Fat Shaming Is the Only Way to Curb Obesity, Bioethicist Says

Making overweight people feel bad about themselves might convince them to go on a diet

Given the fact that obesity rates in the United States seem to be only going up, regardless of whatever strategies the country's high officials are trying to employ in order to convince people to lead a healthier lifestyle, it need not come as a surprise that some are quite convinced that drastic measures are in order.

Thus, a bioethicist named Daniel Callahan has recently wrote a paper whose main thesis is that shaming fat people and making them feel bad about their food choices might actually help convince them to go on a diet and lose some weight.

Interestingly enough, Daniel Callahan maintains that he only got this idea after coming to realize that, courtesy of some very aggressive anti-smoking campaigns, several of the country's residents had come to understand that staying clear of cigarettes was one of the best decisions they could make as far as looking after their health was concerned.

In other words, stigmatization worked wonders in terms of convincing people to quit smoking, and it might also prove quite efficient in curbing obesity rates.

Thus, as Inquisitr reports, it is Daniel Callahan’s belief that messages such as “If you are overweight or obese, are you pleased with the way that you look?” are likely to force people's hand into letting go of pizza and other similar culinary delights, and grabbing fruits and vegetables instead.

Needless to say, this bioethicist's proposal sparked quite a controversy, and many were quick in drawing attention to the fact that overweight people were already stigmatized as it was, and up until then such “shaming sessions” had failed to change their food-related behaviors.
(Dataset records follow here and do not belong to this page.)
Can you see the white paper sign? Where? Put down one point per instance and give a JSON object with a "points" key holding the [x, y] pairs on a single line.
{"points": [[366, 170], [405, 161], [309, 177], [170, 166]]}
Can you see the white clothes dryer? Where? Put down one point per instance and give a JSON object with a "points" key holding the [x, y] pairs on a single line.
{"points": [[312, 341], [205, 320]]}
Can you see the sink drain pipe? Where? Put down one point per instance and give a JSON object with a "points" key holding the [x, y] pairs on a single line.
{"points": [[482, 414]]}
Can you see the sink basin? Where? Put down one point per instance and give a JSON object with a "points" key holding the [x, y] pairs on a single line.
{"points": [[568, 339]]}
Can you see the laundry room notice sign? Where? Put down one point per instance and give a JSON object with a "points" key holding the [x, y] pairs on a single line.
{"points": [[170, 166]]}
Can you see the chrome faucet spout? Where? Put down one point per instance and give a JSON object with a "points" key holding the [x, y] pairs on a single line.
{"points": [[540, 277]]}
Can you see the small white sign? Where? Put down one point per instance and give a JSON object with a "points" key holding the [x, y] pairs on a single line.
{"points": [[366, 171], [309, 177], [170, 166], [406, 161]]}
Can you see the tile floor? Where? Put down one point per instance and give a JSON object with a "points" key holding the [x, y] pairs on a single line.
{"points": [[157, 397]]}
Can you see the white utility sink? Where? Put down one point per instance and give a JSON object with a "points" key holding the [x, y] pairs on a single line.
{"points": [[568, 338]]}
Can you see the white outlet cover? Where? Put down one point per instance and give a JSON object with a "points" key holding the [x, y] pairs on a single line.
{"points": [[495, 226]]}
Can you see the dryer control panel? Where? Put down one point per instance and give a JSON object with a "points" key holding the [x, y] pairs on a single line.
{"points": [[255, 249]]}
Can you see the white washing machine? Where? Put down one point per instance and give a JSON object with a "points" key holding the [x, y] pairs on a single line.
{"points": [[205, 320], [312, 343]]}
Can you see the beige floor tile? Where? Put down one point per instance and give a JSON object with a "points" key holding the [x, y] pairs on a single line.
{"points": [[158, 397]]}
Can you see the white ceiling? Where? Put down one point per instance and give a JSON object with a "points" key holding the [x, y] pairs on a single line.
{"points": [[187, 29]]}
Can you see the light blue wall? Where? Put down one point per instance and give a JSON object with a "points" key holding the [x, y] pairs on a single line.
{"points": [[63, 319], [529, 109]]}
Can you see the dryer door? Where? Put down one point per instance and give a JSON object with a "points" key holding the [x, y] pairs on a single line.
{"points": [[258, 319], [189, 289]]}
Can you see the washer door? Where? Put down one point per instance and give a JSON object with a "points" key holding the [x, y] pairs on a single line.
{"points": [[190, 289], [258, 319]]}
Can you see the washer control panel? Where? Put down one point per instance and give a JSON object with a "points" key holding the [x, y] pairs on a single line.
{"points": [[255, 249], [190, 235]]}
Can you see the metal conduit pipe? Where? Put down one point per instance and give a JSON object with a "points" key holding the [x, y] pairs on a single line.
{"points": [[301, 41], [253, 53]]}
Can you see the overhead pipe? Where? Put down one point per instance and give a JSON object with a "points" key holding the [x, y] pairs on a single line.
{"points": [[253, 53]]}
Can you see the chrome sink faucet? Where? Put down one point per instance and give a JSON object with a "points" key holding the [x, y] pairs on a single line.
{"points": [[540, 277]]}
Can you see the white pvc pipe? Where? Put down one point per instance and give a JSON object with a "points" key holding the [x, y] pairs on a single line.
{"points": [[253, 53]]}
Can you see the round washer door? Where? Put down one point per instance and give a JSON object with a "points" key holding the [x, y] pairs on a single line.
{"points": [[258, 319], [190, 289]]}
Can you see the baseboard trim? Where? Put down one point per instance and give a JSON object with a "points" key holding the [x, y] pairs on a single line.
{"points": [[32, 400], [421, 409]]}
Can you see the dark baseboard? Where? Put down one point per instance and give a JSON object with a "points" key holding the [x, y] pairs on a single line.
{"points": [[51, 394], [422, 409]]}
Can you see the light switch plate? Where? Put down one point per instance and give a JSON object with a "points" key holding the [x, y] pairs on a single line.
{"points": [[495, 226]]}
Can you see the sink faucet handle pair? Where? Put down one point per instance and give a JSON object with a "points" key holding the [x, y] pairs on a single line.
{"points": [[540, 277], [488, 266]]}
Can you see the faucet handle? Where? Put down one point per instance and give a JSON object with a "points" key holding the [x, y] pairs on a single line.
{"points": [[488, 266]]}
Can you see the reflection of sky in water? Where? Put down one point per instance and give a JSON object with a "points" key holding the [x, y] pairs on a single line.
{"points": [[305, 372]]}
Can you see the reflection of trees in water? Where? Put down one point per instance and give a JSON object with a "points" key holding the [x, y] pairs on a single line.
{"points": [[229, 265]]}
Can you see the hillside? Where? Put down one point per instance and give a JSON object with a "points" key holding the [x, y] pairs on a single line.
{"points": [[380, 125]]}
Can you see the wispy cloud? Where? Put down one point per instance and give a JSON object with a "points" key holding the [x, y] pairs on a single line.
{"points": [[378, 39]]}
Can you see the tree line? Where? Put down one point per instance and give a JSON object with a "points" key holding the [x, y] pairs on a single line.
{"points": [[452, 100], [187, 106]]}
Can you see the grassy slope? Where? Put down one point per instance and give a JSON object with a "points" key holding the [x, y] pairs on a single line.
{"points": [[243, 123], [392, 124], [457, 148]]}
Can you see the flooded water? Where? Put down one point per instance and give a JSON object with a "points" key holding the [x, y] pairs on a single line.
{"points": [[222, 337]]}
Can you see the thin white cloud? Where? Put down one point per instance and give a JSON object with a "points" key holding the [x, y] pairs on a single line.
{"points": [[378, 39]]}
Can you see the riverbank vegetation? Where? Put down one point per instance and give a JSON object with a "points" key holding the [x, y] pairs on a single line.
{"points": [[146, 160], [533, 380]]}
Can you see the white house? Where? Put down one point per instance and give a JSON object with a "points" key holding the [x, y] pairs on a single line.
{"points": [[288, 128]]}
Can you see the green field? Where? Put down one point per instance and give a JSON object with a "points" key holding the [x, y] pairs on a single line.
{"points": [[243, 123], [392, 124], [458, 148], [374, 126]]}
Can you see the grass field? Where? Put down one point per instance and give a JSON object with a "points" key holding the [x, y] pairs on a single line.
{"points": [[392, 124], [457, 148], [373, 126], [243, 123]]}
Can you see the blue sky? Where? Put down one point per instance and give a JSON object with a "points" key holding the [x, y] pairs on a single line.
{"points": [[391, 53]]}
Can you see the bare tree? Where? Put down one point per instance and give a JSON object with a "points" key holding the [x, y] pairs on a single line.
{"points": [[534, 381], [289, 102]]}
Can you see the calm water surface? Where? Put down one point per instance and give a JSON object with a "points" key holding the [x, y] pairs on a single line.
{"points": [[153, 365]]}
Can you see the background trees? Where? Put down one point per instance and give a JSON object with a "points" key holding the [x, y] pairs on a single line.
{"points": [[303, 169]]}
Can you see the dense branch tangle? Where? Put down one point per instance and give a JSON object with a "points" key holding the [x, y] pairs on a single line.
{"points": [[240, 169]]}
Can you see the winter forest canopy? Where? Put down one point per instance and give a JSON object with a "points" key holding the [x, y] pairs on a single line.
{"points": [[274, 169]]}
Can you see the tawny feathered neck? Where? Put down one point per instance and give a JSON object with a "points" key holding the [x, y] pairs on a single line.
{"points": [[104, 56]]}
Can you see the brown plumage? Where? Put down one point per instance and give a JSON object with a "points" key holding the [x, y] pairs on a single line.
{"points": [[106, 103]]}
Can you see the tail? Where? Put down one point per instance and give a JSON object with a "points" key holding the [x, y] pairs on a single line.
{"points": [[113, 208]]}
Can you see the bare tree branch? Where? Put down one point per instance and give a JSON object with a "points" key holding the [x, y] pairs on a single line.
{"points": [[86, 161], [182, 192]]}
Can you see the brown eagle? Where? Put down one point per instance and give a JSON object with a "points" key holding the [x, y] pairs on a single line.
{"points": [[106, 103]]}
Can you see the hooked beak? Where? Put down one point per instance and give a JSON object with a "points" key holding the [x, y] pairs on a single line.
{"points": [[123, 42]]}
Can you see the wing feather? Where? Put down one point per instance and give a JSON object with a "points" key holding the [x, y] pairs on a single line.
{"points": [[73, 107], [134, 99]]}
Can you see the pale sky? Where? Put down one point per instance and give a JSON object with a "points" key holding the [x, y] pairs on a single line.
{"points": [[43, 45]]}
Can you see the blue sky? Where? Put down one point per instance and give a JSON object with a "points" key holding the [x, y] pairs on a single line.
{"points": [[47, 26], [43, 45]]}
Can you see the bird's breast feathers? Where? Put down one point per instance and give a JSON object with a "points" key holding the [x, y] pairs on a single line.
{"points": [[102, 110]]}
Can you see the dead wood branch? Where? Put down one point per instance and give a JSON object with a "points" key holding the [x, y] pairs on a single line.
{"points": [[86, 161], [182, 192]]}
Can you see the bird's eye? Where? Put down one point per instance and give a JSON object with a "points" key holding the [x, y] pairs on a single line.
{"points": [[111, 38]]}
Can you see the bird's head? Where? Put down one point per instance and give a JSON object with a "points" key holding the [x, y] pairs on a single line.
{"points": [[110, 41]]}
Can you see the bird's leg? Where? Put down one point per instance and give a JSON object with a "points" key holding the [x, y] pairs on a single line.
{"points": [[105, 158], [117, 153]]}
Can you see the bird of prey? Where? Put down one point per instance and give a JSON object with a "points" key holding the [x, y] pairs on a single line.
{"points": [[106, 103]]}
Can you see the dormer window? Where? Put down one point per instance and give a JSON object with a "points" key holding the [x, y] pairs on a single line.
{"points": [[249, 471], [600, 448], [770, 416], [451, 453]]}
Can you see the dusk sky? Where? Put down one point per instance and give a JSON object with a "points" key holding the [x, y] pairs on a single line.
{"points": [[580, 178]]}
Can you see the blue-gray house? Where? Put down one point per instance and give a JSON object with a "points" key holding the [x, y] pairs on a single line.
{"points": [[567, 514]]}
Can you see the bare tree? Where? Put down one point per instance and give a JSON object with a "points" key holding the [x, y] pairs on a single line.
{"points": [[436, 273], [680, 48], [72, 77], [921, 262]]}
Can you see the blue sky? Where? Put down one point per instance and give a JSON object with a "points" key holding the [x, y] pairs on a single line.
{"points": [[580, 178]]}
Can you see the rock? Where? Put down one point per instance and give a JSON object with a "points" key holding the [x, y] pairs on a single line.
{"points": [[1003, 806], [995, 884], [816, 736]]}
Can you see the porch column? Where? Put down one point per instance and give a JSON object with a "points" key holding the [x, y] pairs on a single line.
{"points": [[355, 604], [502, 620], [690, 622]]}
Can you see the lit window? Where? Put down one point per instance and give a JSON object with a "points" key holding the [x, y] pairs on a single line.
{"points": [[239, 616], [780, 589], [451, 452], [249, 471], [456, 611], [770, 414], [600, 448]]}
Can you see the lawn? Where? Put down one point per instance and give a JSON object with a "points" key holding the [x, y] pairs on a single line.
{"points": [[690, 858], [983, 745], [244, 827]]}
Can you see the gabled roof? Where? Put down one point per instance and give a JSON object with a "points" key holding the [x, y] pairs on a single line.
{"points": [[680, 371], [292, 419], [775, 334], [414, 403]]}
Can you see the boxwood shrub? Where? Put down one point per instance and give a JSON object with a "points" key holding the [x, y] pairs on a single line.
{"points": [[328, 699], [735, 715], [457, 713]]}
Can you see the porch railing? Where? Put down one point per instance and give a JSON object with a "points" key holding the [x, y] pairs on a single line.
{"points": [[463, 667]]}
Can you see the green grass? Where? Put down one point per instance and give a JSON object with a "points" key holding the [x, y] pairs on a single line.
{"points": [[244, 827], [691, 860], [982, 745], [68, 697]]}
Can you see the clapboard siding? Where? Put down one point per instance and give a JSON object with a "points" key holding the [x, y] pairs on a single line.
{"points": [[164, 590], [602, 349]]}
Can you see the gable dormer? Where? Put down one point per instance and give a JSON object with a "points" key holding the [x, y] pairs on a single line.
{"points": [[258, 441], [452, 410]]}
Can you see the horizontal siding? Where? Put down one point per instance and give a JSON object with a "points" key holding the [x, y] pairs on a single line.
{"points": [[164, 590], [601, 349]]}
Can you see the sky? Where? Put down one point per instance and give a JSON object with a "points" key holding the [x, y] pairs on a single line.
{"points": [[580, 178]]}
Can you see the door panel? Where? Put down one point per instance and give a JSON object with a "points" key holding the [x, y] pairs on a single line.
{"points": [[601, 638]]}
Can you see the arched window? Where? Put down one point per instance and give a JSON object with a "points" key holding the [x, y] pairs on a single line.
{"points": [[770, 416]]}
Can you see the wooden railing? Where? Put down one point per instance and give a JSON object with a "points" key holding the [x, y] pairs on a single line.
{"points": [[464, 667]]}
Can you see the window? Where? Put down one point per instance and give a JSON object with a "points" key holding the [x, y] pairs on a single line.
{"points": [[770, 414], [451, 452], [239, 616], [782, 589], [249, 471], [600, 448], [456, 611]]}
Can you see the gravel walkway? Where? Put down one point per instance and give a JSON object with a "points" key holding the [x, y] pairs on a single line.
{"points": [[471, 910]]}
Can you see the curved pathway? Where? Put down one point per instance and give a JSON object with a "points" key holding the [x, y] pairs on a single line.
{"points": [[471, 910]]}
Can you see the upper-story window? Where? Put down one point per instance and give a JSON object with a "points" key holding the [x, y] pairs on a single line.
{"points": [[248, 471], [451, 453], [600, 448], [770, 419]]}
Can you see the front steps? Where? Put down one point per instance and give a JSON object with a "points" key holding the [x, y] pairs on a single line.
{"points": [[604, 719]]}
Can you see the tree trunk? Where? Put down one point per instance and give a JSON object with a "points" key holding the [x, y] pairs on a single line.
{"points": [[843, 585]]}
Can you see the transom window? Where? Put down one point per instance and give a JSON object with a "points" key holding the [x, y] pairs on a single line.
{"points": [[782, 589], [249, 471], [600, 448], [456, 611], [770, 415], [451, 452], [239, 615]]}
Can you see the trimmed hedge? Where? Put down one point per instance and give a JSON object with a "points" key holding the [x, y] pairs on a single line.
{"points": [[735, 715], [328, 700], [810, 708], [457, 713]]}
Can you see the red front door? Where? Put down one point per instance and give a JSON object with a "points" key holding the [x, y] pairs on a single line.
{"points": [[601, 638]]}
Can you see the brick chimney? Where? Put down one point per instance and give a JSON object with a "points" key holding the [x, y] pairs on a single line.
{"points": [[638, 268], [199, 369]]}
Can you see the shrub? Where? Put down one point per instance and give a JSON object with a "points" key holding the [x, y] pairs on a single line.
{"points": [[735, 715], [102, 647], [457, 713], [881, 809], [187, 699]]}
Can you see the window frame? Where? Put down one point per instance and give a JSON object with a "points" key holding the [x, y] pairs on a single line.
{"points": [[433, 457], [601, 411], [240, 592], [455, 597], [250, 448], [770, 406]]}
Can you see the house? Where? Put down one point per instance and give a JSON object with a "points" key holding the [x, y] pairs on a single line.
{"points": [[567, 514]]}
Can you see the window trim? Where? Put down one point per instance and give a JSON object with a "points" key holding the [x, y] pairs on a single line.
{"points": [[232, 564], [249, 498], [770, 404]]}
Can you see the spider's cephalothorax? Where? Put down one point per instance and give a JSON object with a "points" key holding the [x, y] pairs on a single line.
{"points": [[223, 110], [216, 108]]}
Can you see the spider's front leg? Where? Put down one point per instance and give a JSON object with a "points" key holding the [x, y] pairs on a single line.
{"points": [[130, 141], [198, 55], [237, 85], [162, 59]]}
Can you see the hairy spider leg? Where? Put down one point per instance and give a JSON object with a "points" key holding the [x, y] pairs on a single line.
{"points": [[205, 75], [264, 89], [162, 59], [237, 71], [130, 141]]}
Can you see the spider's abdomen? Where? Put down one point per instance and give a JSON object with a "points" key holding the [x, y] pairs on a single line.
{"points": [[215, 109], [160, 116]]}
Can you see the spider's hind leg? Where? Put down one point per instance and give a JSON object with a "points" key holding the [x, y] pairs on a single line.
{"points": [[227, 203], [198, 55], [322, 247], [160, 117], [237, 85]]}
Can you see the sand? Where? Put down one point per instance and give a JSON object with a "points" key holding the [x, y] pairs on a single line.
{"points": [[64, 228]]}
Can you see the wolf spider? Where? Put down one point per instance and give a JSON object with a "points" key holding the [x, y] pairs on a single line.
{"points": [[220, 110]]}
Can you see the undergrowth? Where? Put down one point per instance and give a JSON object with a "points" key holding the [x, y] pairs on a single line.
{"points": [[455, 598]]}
“Fat shaming can have destructive results. It is not a motivator for change. Instead, it is paralytic,” argued Chicago Pediatric Dietitian Cassandra Bjork.

“No amount of teasing, probing questions about what they wish they could do, or medications seem to help. So if one is proposing to help them by more stigmatization, that would seem at once both antithetical and unethical,” Dr. Tom Inge of Cincinnati Children’s Hospital Medical Center went on to add.